Markets found lift late last week after European Central Bank president Mario Draghi vowed that the ECB would do whatever is necessary to protect the euro currency union.
Traders were further encouraged after German Chancellor Angela Merkel and French President Francois Hollande released a joint statement saying they will do anything they can to stop the 17 countries that use the euro from breaking up. They didn’t offer details.
And the Wall Street Journal reported mid-week that the Fed was set to move to take new steps to spur economic activity.
The ECB’s Mario Draghi suggested that the central bank could intervene in markets to lower the borrowing rates of financially weak countries like Spain.

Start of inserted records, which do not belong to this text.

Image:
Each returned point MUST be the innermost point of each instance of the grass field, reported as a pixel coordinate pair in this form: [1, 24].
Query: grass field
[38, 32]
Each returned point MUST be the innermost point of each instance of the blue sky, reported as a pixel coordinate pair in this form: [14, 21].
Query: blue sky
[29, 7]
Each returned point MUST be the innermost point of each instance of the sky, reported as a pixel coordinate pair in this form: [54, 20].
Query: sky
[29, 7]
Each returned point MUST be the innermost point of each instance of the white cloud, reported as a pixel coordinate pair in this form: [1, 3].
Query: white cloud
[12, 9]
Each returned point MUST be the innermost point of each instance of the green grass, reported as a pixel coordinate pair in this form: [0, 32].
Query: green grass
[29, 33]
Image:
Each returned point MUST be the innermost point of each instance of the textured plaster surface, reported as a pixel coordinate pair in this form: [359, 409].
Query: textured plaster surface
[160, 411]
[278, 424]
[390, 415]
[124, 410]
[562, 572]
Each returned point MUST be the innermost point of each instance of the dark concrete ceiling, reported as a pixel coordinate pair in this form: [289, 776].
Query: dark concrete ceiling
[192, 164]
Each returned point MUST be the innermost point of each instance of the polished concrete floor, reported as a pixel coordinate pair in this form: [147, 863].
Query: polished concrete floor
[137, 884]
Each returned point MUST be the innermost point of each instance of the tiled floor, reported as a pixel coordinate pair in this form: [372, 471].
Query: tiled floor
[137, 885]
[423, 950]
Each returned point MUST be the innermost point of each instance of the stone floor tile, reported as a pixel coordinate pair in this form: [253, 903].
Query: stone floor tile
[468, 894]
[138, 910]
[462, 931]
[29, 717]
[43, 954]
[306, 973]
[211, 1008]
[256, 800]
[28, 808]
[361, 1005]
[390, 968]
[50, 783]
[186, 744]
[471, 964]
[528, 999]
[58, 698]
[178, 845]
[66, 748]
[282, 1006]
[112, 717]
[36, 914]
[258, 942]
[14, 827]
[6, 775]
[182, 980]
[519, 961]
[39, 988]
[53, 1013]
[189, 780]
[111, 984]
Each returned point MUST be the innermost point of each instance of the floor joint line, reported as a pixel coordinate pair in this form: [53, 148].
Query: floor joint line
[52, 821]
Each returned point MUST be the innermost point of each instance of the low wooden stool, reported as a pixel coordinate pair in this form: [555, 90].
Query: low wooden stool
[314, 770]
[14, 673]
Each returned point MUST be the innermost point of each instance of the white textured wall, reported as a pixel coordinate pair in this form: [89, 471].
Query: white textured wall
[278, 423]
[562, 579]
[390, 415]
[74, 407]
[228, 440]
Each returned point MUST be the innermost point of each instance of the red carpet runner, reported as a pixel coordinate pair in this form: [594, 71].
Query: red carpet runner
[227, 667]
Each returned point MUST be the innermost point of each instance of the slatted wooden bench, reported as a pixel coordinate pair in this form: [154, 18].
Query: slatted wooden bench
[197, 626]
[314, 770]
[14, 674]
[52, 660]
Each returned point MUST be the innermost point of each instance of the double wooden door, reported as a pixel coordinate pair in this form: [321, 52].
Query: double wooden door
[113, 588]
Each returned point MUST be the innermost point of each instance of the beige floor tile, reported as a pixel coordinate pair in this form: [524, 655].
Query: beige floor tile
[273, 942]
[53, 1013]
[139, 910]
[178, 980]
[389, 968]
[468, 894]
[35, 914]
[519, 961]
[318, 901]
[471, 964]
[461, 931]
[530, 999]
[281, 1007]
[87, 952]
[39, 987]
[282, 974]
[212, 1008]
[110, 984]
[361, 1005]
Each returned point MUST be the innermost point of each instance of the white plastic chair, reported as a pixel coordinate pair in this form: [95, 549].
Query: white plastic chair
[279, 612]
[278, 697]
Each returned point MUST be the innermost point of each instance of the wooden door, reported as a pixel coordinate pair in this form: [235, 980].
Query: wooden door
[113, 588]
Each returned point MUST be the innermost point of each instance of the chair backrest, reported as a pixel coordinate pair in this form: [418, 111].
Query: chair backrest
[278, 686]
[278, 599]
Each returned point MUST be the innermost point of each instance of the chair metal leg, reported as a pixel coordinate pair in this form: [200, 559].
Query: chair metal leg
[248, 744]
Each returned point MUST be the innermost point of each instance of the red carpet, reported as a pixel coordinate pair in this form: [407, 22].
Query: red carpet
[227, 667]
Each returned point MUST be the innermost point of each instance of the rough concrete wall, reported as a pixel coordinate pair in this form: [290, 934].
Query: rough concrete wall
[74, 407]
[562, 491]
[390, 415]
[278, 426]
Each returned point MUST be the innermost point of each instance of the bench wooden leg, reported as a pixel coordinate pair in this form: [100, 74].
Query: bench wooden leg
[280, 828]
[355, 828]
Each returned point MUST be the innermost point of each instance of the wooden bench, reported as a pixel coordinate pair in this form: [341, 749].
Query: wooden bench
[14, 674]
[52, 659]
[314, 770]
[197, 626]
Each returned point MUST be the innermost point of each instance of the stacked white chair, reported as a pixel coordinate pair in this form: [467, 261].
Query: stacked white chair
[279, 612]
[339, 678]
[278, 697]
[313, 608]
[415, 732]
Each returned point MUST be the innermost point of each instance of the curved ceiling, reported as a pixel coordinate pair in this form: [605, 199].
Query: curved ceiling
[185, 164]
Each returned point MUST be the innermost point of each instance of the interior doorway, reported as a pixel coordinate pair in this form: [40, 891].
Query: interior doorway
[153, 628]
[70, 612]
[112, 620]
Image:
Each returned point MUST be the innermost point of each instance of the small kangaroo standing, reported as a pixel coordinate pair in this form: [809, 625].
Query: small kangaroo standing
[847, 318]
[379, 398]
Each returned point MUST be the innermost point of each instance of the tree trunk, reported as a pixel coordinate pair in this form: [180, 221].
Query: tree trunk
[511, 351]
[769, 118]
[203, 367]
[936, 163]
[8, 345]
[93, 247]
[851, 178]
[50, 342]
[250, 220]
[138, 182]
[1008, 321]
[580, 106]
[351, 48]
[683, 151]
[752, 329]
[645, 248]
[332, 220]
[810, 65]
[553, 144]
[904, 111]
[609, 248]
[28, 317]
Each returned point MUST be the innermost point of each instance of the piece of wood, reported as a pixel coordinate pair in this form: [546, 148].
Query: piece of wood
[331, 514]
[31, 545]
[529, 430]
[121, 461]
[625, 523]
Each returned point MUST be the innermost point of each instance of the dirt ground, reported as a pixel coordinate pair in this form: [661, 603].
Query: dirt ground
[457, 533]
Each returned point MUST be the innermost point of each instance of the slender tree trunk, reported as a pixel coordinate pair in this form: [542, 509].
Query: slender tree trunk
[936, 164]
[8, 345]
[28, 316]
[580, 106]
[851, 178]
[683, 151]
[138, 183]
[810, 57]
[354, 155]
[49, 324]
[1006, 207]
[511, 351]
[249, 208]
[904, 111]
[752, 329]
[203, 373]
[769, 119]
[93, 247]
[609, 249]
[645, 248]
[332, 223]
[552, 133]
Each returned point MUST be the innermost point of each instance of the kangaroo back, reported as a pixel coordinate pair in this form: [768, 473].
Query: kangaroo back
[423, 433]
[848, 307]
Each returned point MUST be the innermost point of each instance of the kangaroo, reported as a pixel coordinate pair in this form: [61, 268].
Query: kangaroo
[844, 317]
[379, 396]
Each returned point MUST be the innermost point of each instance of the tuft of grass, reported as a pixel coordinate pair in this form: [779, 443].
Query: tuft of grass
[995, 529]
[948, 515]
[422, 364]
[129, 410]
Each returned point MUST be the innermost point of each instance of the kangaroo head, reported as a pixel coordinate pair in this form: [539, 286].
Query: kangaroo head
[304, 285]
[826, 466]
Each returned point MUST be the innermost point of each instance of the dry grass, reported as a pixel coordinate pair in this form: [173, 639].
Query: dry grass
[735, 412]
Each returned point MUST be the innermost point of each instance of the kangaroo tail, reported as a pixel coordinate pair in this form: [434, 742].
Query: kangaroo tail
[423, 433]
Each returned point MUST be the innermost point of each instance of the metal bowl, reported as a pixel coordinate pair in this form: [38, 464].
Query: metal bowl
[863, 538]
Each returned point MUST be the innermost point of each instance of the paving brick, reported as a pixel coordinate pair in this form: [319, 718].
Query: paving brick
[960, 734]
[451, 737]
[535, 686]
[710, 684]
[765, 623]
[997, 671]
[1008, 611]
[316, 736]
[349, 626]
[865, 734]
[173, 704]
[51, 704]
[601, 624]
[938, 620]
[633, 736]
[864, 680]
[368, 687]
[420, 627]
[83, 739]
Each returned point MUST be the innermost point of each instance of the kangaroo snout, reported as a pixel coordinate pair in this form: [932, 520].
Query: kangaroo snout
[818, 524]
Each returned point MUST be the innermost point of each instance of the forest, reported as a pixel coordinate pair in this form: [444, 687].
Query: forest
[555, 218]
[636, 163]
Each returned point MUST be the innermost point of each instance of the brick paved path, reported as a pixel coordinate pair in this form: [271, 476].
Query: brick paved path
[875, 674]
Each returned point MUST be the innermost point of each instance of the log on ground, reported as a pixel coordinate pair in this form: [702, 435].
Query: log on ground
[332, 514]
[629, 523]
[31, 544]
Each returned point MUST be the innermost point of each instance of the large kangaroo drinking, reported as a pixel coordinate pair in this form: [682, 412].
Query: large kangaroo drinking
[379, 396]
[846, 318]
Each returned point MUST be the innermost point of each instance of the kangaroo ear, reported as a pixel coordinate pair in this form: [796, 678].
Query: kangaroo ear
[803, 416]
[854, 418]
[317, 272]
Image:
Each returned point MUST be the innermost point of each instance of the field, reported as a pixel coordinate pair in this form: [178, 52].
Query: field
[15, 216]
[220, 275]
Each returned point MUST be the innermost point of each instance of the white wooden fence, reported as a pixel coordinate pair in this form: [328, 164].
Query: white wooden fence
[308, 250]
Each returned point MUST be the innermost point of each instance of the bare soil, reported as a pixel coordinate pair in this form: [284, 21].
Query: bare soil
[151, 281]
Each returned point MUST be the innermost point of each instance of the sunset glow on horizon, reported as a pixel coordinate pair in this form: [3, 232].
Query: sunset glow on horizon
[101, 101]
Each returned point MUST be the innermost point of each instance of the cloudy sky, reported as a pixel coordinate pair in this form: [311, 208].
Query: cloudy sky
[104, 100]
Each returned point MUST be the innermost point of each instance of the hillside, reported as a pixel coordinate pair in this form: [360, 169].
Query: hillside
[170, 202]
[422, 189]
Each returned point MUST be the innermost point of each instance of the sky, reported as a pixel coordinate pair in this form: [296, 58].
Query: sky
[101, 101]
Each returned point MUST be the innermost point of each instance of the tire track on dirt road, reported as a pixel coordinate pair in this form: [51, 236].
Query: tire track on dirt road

Markets had been depressed in recent weeks while the debt crisis settled on Spain with the country mired in recession and high unemployment while banks are stuck with billions of euros in bad loans resulting from a collapsed real estate sector. The government has been forced to pay ever higher yields to service its debt with yields spiking above 7.5%, a level considered unsustainable in the long run, prior to Draghi’s announcement.
“The (ECB) has been on the sidelines for a number of months, putting pressure on governments to fix their financial situation to find some political measures to (fix) unproductive economies in Spain and Italy,” said Patrick Blais, managing director and portfolio manager at MFC Global Investment Management.
“But they reached a point where they have to step back, yields are too high, they’re unsustainable, and come back into the market and provide at the very least a floor or some support to the markets and bond markets especially and the possibility of refinancing is critical at this point.”
However, markets have been told repeatedly over the last two years by European officials that a fix to the crisis was at hand, only to be disappointed at a lack of details.
Traders will be counting on the ECB to flesh out Draghi’s commitment with details when the bank holds its next meeting on Thursday.
Meanwhile, hopes are high that the US Federal Reserve will indicate it’s ready to embark on another round of stimulus to support a weakening economy.
The latest sign of weakness showed up Friday when the US Commerce Department reported that economic growth slowed during the second quarter to its lowest pace in a year. Gross domestic product rose 1.5%, which was roughly in line with expectations. That’s down from a revised two per cent gain in the first quarter.
Another sign of a slowing economy has been job creation, which last month came in at just 80,000. Expectations for July job creation are similarly modest at 100,000.
“This is an economy which is still largely driven by consumer spending so exports aren’t going to necessarily step up to a great degree and carry the burden of growth,” said David Watt, chief economist for HSBC Bank Canada.
“So if you don’t have jobs, you’re going to struggle to have consumer spending. So the fed looks at this to say, look, there is a potential that this could become a structural issue that could weigh on growth, so they probably need to do more.”
Some analysts say the Fed would want to wait longer in order to assess the strength of the economy, but Watt disagreed.
“I would be more convinced if jobs were like 150,000 or even 120,000 on average but they’re slipping back,” he said.
“The job market at that pace is not going to draw people back into the labour market. That’s not going to start cutting the average duration of unemployment. You still got an average length of unemployment of about 40 weeks. I mean, that’s absolutely astonishing. You have to cut it in half to even get back to what used to be the worst during recessions.”
There have been suggestions that the Fed could embark on another round of stimulus known as quantitative easing, which involves the central bank printing more money to buy up bonds.
But Watt said that the Fed has other levers it can pull.
“When they’re in a situation like this, and they’re not meeting their mandate (for full employment), they have to do something,” he said.
“I’m sure they will come up with some creative measure to do it and some could very well dip into being de facto fiscal policy. And I’m sure that a number of people will be upset the Fed is going far beyond traditional monetary policy levers in order to take these actions.”